Yes, if you want to use another NCAA Tournament analogy, you can certainly say that. While they aren't entirely on the level of what we saw with Loyola at this year's Final Four, they're still a surprise. This is a team that's yet to lose one in this World Cup. And while Croatia has a few big names known to soccer fans like Luka Modric, Ivan Rakitic, and Mario Mandzukic, those guys aren't household names for the most part.
Which team is more fun to watch?
Well, different strokes for different folks and all that, but I would wager that France is the more entertaining side for the casual soccer fan. If either one of these teams is going to score three to four goals in a match, France is the more likely option. The team has so much offensive firepower with players like Antoine Griezmann, Olivier Giroud and Kylian Mbappe (mmm-bap-eh) up front, and N'Golo Kante and Paul Pogba in the midfield. It's a terrific blend of youth, experience, speed and strength.
Who is the one French player I should keep my eyes on?
There are many, but right now the hottest name is France's Kylian Mbappe. He's only 19 years old, but he's scored three goals in the World Cup (Antoine Griezmann also has three goals for France). He can essentially serve as a one-person fast break for the French. Think of him as a bit like the NBA's Russell Westbrook. He's very dangerous in transition, as he can fly down the field quickly.

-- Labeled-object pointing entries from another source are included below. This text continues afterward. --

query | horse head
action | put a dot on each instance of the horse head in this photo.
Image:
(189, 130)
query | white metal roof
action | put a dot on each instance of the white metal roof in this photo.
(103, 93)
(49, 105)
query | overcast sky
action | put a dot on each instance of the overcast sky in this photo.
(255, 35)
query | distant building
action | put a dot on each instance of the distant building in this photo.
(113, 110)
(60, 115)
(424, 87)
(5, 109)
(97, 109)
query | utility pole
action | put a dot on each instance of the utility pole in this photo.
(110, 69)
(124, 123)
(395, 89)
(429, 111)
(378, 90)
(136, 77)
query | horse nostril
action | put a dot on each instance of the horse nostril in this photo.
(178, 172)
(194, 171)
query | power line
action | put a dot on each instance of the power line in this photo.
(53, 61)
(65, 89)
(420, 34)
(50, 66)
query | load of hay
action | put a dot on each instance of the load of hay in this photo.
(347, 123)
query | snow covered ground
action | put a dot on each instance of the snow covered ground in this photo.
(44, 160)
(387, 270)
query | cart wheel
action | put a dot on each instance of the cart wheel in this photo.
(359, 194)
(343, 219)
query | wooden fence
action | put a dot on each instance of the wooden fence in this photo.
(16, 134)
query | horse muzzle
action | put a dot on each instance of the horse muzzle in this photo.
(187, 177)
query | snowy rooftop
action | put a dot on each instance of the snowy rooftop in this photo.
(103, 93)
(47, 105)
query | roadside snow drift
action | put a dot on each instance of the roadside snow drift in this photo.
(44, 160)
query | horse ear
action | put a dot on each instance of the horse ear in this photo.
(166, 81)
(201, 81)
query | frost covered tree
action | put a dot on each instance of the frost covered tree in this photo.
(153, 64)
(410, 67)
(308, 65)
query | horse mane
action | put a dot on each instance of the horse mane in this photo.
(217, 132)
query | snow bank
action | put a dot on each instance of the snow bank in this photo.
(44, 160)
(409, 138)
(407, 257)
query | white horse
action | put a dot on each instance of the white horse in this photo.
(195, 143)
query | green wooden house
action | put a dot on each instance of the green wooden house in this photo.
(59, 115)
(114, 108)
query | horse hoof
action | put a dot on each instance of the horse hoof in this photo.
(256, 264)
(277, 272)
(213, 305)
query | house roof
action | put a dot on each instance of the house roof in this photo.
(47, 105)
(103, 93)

How about Croatia's best player?
That would be Luka Modric. Although he's more than capable of scoring goals (he has two in the tournament), that's not ultimately his purpose. He's not a goal scorer as much as he's a goal creator. He's the guy who has the ball at his feet most of the time when Croatia's looking to create a scoring chance because he's the best at creating the space for his teammates to operate by dribbling the ball into dangerous areas. If Kylian Mbappe is Russell Westbrook, Luka Modric is Chris Paul.
Which NFL teams would you compare them too?
If I'm comparing France to anybody right now, I will go with the Philadelphia Eagles. Unlike the Eagles, France had already won a World Cup before this year, back in 1998. Where the comparison comes in, though, is that the Eagles have never been a premier NFL franchise, but they've never really had a prolonged period of struggles. It's a team that's typically been good, but seldom great. That being said, the Eagles just won a Super Bowl with a team that had a nice blend of youth, talent and experience, and they could be in a position to become a real power in the NFL over the next few years. Well, there are some wondering if this World Cup final is just the beginning of a dominant run from France on the international soccer stage over the next decade.
As for Croatia, I'd compare it to the Jacksonville Jaguars. Croatia didn't become an independent country until 1991 and didn't play in its first World Cup until 1998. Jacksonville didn't become an NFL franchise until 1995. Also, like Croatia, while Jacksonville has won three division titles since, it's never won the AFC or reached the Super Bowl before. So it's in uncharted territory right now, and like Jacksonville, Croatia has a strong enough defense to keep it in the game with France. The only question is if it'll be able to score enough to win.